ユーザー名前空間は、コンテナーの分離を強化し、ブレイクアウトを回避し、ルート権限を必要とするアプリケーションとの互換性を維持するための効果的な方法です。 ただし、いくつかのトレードオフがあります。この機能は新しい Docker インスタンスで最適に機能し、ホストからマウントされたボリュームはアクセス許可を調整する必要があり、一部の外部ストレージ ドライバーはユーザー マッピングをまったくサポートしていません。 このオプションを採用する前に、ドキュメントを確認する必要があります。
概要
コンテナー化されたアプリケーションをルートとして実行することは、セキュリティ リスクです。 見落としがちですが、コンテナーによって提供される分離は、カーネル ユーザーとコンテナー ユーザーを完全に分離するには十分ではありません。 コンテナー内のルートはホスト上のルートと同じであるため、侵害に成功するとマシンが制御される可能性があります。

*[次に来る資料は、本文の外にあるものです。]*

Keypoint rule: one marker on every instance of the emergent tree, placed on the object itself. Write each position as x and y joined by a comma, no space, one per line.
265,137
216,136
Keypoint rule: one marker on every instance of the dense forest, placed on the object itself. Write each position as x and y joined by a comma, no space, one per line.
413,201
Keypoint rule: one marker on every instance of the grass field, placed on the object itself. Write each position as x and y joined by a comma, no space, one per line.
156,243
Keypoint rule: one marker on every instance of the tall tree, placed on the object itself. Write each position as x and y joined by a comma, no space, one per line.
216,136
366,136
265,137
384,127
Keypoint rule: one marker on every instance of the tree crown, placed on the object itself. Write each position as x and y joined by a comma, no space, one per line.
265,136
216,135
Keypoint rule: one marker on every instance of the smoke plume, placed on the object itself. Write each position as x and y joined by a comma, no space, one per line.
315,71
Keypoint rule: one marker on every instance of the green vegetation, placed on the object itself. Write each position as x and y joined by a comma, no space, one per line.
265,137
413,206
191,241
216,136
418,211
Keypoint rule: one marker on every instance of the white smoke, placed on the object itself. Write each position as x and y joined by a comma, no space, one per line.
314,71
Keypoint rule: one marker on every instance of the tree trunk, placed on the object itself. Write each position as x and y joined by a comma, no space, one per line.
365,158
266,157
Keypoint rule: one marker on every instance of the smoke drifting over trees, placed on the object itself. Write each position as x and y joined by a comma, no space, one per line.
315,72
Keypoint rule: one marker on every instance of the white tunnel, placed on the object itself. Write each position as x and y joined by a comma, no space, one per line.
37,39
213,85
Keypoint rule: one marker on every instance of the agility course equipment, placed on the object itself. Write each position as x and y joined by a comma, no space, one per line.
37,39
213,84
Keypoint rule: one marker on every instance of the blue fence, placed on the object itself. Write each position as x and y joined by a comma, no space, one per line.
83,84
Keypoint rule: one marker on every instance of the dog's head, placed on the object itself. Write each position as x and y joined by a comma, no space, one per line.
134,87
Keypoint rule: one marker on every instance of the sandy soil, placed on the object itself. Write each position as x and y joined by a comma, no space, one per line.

イメージの作成者として、アプリケーションが root なしで実行されるように、Dockerfile にUSER
命令を含める必要があります。 イメージ ユーザーはdocker run --user
でこれをオーバーライドして、特定の UID と GID を割り当てることができます。 これは、イメージが通常 root を使用するケースを軽減するのに役立ちます。
--cap-drop=ALL
を使用してコンテナーからすべての機能を削除し、 --cap-add
フラグで必要な機能をホワイトリストに登録することで、セキュリティをさらに強化できます。 これらの手法を組み合わせることで、必要最小限の特権セットを持つ root 以外のユーザーとしてアプリケーションを実行し、セキュリティ体制を改善します。